One of the main aims of the meeting was to agree and ratify the six demands, demands that seek to give people power over their employees (politicians), a mechanism which for example can effectively sack them for gross misconduct if necessary. Ratification was achieved, with everyone present signing in agreement a master copy of the demands which hopefully will become a symbolic document for prosterity.

Then we moved onto strategy and tactics and a limited form of organisation by the establishment of a Limited Company by guarantee, and creation of internet tools such as a website, social media and Youtube videos. 

However the overriding theme was that this was to be a campaign of ideas rather than one based on personalities. A theme echoed in the room by the sentiment that we hoped to be forgotten in the light of possible success. Ideas are the most potent - and dangerous - which is why most dictatorships around the world censor the mechanisms of distributing them, usually in the form of the arts; books, paintings, music etc. Now, as most vividly demonstrated by China, it's also the internet.

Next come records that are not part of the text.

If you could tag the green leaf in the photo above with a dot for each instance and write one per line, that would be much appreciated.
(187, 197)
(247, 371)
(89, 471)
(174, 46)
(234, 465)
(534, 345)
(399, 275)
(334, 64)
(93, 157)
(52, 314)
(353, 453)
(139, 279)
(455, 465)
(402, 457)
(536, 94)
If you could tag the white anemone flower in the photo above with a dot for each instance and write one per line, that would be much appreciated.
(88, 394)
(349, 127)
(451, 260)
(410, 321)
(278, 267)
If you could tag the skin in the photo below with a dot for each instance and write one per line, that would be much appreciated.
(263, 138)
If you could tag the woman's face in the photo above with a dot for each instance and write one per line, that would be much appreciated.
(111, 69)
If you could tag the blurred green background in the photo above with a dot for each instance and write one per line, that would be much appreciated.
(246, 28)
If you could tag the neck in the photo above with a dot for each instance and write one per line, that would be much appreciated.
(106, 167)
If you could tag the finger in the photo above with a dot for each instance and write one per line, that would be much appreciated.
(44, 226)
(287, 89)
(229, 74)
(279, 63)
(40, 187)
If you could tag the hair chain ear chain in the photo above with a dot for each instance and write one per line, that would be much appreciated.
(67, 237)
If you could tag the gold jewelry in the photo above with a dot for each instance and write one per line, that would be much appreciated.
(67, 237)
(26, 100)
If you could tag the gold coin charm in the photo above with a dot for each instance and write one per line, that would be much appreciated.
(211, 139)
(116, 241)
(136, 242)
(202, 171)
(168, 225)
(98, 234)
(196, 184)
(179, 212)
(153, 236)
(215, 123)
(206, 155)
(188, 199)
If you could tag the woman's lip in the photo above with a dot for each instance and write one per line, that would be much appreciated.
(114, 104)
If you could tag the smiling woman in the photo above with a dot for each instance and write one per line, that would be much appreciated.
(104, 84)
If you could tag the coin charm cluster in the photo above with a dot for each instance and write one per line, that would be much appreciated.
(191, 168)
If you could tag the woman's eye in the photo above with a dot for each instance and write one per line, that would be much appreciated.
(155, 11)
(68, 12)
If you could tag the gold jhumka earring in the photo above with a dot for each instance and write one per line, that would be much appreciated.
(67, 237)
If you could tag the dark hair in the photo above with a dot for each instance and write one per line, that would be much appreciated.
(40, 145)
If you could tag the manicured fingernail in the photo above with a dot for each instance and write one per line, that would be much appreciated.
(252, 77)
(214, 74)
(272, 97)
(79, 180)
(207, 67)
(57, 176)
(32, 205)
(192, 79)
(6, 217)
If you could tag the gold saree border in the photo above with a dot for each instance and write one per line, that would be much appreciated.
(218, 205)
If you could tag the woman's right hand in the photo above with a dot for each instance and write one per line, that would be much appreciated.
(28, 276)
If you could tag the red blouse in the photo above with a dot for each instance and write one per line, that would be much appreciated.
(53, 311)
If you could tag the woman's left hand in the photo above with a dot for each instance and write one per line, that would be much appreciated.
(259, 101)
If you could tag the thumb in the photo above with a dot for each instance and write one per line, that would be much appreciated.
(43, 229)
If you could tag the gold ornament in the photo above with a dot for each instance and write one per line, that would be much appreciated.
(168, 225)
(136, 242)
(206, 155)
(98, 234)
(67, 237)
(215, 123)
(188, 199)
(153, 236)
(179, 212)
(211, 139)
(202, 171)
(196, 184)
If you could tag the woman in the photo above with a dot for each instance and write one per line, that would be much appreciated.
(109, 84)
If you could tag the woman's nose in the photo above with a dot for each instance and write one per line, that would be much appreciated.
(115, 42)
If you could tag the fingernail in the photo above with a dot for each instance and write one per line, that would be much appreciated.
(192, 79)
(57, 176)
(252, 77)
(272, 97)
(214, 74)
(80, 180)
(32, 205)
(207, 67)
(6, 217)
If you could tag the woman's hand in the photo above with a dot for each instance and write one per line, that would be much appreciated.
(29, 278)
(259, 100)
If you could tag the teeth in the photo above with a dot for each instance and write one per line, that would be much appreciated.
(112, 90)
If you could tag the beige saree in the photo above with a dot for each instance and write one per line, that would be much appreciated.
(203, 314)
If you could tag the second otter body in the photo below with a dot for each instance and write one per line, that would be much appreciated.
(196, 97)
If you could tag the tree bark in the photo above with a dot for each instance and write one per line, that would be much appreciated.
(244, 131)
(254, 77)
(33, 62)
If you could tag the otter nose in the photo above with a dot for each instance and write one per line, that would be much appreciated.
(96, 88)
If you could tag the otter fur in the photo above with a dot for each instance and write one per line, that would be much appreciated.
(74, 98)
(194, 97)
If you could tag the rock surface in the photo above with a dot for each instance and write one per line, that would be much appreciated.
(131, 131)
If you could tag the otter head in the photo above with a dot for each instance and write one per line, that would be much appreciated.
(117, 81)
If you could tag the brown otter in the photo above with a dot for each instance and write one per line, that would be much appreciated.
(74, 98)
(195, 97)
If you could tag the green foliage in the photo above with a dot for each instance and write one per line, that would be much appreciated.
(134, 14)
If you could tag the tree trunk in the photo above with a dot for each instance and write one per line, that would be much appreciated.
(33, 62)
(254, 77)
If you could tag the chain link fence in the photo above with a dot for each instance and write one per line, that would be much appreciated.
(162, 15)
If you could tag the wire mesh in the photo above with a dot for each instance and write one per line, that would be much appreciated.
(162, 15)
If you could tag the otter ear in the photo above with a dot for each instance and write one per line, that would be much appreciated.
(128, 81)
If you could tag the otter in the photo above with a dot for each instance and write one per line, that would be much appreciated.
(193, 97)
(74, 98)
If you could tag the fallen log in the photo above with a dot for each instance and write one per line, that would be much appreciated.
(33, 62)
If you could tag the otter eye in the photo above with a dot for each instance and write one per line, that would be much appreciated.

Here we can take our cue from, of all places, the EU. It infects all of our lives yet very few people have heard of its main spiritual leader and creator - Jean Monnet. The EU has become a battle of ideas and not one of party loyalty. Monnet was a man who largely shunned the spotlight yet his legacy is all encompassing...all around us. He once said:
"There are two kinds of people; those who want to be something and those who want to do something"
So what works for our enemies can also work for us

The key with anything political is timing. As demonstrated earlier this week, and which has been there for sometime, is the absolute disillusionment and anger with our political process. Never has been such a vapid hole in our political class nor such ill-disguised contempt. For example in today's news yet again MPs are to debate prisoners' right to vote despite giving a conclusive answer last time. Of course now there's the irony that prisoners could vote for PCCs. Then in today's Telegragh are the thoughts (I use the term loosely) of Ed Milliband (my emphasis):
The Labour leader uses an interview with The Sunday Telegraph to declare that he is a major advocate of reform [of the EU] and says arguments advanced by eurosceptics should not simply be dismissed - because some of them are right.
You can almost hear him spit while uttering the word 'peasant' as he says it.

As with any demonstration of people's anger - the last people to hear it are politicians. When the groundswell of public opinion takes hold and eventually in most cases attacks the capital of any country, and those that reside in it, the attitude of those that govern us is invariably; "bloody hell where the hell did that come from"?